My life bitches…!
Okay, so before I was born my mum was in a car accident that left her wheelchair bound and made her left side paralysed. Anyway..! When I was 4 my dad decided that he would come out and tell my my family that he was gay…. I didn’t/don’t care that he is gay but the rest of my family does… So throughthat my older brother developed depression and tried to commit suicide. It was one of the worst days I can image. I don’t think that I could live without him…! He is pretty much the only one keeping me sane..!
I have been my mums career since my dad came out and said he was gay, so I was kind of forced to grow up pretty quick.
Well when I was 12 I got diagnosed with Crohns disease. It’s this thing that effects your small and/or large intestines and cause’s you to bleed both internally and externally. It also effects your bones and development.

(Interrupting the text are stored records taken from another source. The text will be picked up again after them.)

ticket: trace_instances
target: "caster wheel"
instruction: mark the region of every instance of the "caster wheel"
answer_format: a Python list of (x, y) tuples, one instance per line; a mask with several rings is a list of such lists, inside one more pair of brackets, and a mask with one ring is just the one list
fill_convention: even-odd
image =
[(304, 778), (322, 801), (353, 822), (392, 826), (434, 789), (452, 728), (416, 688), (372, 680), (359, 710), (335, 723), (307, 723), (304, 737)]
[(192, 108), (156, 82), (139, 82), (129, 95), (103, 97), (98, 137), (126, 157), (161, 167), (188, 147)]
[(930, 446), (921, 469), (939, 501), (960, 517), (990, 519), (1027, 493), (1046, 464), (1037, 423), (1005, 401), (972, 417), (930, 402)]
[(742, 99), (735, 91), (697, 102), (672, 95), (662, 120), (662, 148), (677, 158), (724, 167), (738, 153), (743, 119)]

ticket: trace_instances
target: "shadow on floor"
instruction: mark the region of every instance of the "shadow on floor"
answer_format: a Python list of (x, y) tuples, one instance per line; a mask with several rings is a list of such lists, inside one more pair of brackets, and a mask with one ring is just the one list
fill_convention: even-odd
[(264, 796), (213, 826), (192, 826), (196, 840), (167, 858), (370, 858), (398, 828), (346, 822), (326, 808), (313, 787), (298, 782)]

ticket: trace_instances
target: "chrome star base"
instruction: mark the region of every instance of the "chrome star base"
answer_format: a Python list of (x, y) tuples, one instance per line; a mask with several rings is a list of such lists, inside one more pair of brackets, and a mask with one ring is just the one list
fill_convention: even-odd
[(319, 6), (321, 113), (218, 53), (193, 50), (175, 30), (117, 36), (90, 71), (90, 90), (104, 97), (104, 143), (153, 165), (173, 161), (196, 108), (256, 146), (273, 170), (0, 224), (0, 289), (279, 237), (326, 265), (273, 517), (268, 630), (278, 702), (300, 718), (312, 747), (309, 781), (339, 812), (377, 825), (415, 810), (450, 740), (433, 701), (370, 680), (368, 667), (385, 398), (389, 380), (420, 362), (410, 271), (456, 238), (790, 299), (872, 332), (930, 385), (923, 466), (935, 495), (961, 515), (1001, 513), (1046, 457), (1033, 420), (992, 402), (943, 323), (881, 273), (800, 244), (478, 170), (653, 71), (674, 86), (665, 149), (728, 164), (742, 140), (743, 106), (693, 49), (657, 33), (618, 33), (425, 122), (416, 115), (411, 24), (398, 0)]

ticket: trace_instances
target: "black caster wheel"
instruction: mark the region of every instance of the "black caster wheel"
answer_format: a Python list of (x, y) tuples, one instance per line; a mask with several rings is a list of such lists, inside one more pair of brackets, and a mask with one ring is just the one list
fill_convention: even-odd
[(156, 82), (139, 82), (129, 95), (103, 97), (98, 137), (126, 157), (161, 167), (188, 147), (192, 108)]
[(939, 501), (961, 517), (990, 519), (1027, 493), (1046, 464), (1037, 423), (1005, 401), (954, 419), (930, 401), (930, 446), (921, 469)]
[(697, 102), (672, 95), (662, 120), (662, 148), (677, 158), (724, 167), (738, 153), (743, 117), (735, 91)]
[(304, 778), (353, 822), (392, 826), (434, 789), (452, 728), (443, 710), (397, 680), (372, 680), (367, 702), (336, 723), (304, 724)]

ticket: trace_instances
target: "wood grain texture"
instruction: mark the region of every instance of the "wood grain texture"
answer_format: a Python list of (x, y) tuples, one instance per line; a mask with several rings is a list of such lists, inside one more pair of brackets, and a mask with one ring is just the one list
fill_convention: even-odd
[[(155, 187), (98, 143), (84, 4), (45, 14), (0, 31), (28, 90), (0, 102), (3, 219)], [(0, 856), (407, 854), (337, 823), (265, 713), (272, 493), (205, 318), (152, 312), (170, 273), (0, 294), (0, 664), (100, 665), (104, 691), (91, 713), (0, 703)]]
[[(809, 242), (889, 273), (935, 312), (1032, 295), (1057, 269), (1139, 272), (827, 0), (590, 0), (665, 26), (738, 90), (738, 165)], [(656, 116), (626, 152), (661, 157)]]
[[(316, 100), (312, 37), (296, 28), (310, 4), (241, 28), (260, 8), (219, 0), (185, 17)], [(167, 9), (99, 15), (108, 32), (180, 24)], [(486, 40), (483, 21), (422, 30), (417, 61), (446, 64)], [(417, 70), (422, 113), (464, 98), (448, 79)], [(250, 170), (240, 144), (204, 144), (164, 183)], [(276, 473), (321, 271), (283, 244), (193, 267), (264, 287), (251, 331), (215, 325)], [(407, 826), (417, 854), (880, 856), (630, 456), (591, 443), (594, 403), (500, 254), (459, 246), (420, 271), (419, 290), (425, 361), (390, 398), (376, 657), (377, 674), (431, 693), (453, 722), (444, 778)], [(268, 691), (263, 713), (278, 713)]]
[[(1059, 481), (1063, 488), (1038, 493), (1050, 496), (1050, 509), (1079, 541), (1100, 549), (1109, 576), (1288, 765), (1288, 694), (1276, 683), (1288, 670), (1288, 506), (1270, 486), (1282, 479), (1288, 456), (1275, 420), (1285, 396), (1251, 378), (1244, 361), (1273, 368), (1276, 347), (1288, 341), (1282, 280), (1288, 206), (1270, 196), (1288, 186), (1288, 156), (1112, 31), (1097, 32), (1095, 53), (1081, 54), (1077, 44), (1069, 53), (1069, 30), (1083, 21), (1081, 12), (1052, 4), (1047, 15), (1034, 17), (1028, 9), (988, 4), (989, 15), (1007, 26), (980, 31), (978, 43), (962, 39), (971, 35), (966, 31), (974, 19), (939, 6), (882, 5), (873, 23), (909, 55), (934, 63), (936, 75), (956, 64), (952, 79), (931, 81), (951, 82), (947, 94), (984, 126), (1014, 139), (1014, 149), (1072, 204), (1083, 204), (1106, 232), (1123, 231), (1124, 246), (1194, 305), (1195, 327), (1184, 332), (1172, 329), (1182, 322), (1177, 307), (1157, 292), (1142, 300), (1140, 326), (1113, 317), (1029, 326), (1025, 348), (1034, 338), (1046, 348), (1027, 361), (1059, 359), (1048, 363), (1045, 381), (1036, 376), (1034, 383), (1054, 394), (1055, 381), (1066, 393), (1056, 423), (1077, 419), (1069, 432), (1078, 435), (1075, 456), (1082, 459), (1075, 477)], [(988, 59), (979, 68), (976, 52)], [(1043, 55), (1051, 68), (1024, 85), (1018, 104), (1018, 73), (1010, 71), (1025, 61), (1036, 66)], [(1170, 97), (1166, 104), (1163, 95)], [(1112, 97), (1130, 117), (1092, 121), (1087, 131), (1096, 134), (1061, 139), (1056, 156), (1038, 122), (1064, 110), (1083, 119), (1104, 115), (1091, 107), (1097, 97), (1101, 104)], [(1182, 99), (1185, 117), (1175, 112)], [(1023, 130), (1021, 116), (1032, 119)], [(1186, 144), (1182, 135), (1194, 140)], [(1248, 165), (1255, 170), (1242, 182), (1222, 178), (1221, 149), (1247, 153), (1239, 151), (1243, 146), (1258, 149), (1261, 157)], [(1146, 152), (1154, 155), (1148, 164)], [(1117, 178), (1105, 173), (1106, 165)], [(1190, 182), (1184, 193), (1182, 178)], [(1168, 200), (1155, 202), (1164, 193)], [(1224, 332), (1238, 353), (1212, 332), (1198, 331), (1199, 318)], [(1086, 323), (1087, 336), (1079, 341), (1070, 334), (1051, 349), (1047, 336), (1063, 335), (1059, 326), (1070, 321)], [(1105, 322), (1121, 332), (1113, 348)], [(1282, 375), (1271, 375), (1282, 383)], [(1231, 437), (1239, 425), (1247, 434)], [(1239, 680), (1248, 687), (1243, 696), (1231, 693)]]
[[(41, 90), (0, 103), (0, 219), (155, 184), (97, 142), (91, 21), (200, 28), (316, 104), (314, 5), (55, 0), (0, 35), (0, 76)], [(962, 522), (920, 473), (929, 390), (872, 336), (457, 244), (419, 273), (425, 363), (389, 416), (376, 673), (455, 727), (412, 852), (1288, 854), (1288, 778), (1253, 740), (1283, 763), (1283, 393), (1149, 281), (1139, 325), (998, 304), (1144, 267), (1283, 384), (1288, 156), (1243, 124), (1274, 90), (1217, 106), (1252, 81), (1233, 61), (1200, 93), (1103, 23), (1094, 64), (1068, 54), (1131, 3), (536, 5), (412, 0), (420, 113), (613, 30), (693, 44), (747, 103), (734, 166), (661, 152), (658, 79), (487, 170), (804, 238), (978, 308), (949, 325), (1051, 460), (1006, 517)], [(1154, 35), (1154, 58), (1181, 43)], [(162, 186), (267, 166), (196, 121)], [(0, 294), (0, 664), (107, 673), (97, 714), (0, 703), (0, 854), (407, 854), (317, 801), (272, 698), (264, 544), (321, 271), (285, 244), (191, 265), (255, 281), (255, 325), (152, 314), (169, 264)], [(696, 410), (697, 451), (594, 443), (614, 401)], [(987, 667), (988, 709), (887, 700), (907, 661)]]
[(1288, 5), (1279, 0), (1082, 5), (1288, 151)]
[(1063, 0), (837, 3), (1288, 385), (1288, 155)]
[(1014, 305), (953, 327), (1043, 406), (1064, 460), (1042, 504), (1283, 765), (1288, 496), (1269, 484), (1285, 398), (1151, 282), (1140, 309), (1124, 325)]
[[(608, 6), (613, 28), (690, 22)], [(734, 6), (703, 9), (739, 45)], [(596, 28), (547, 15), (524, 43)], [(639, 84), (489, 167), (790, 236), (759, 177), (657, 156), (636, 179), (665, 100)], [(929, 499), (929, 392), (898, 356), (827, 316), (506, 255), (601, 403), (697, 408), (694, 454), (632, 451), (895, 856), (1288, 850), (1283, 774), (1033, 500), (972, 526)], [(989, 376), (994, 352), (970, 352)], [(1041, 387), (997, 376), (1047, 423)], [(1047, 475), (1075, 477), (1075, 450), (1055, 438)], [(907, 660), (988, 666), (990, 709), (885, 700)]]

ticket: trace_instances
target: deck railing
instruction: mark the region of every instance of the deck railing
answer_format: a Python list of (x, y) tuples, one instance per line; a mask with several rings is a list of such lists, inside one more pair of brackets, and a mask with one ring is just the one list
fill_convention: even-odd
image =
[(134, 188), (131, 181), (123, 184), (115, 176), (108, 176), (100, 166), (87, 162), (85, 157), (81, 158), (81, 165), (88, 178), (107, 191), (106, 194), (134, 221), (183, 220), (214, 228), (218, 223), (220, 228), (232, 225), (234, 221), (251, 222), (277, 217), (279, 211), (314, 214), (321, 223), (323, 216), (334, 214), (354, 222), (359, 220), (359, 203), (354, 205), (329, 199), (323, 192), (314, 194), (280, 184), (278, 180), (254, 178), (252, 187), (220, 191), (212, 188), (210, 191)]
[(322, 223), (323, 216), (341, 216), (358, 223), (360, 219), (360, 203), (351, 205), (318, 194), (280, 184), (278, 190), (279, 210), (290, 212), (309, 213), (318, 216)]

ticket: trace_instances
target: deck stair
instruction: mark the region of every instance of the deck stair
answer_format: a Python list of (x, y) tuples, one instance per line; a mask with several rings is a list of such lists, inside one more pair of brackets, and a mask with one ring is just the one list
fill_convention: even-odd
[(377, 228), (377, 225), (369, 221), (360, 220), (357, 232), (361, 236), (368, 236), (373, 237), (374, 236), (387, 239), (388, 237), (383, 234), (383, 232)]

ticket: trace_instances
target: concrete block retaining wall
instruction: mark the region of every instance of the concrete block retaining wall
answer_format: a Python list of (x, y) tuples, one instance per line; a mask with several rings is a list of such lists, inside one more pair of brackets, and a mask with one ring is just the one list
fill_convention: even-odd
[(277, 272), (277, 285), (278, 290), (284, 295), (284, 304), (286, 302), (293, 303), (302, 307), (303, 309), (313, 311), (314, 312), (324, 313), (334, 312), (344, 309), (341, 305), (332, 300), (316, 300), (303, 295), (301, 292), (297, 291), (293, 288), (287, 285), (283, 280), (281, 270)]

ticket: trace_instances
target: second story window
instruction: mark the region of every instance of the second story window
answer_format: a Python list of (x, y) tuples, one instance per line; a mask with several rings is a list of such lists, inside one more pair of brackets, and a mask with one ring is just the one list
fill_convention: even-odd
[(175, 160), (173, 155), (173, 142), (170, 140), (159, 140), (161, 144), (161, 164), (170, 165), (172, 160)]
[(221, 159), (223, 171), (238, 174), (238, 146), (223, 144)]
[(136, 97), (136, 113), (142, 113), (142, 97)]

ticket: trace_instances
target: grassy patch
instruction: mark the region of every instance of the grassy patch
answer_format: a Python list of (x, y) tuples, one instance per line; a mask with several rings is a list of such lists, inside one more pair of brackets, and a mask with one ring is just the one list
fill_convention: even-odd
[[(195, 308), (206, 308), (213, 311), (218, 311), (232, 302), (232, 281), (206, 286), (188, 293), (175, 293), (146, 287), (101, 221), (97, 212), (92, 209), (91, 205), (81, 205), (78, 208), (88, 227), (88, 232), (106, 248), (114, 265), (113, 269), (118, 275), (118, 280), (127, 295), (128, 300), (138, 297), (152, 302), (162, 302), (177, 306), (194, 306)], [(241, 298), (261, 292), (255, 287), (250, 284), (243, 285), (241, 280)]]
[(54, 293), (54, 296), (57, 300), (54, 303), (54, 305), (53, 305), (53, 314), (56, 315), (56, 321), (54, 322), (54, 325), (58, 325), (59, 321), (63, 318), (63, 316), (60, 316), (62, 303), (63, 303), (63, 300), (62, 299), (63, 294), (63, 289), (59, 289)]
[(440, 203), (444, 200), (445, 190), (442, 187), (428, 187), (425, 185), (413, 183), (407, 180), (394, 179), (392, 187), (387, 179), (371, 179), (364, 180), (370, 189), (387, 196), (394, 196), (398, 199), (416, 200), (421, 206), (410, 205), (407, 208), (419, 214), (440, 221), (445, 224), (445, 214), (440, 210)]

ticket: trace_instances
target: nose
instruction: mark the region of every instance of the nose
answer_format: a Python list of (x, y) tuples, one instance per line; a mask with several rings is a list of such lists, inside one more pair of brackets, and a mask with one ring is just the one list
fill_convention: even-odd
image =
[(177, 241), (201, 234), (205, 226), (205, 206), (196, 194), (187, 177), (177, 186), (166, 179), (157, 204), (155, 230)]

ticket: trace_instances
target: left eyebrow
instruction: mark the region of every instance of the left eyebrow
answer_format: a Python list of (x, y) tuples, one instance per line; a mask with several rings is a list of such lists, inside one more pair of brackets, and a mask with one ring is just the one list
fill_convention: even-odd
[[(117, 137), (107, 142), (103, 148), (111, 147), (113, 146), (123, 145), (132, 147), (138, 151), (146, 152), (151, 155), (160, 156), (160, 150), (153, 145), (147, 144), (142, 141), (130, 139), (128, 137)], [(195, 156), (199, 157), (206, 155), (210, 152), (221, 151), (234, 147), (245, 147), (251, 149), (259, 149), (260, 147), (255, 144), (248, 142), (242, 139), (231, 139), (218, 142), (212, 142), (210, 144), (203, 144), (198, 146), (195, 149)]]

I found it very hard to deal with not going out to certain things and not being able to things that a normal 12 year old would do. In amongst all this my mum was put into hospital because of an infection that she got in her right leg (her good leg) She has been in and out of hospital since then. 4 years of hospitalisation and only been aloud to come home for about 2 hours a week has caused her to develop depression as well… Everyday she tells me that it would be easier to end it and easier to just leave this life and everyone around her. But if she does do that I wont be mad with her. I will understand that her life has been hard and that she tried so hard….
I then get told that she will most likely lose her leg soon and wont survive the surgery….
My life has been tough and is going to be tough but you know what? There are worse people out there then me.
People that don’t have a home. (I still have a home.)
People who cant afford food. (I can afford food.)
People who don’t have loving parents. (I have loving parents.)
So when life gets you down you have to remember that no matter what someone is out there to listen and to help you.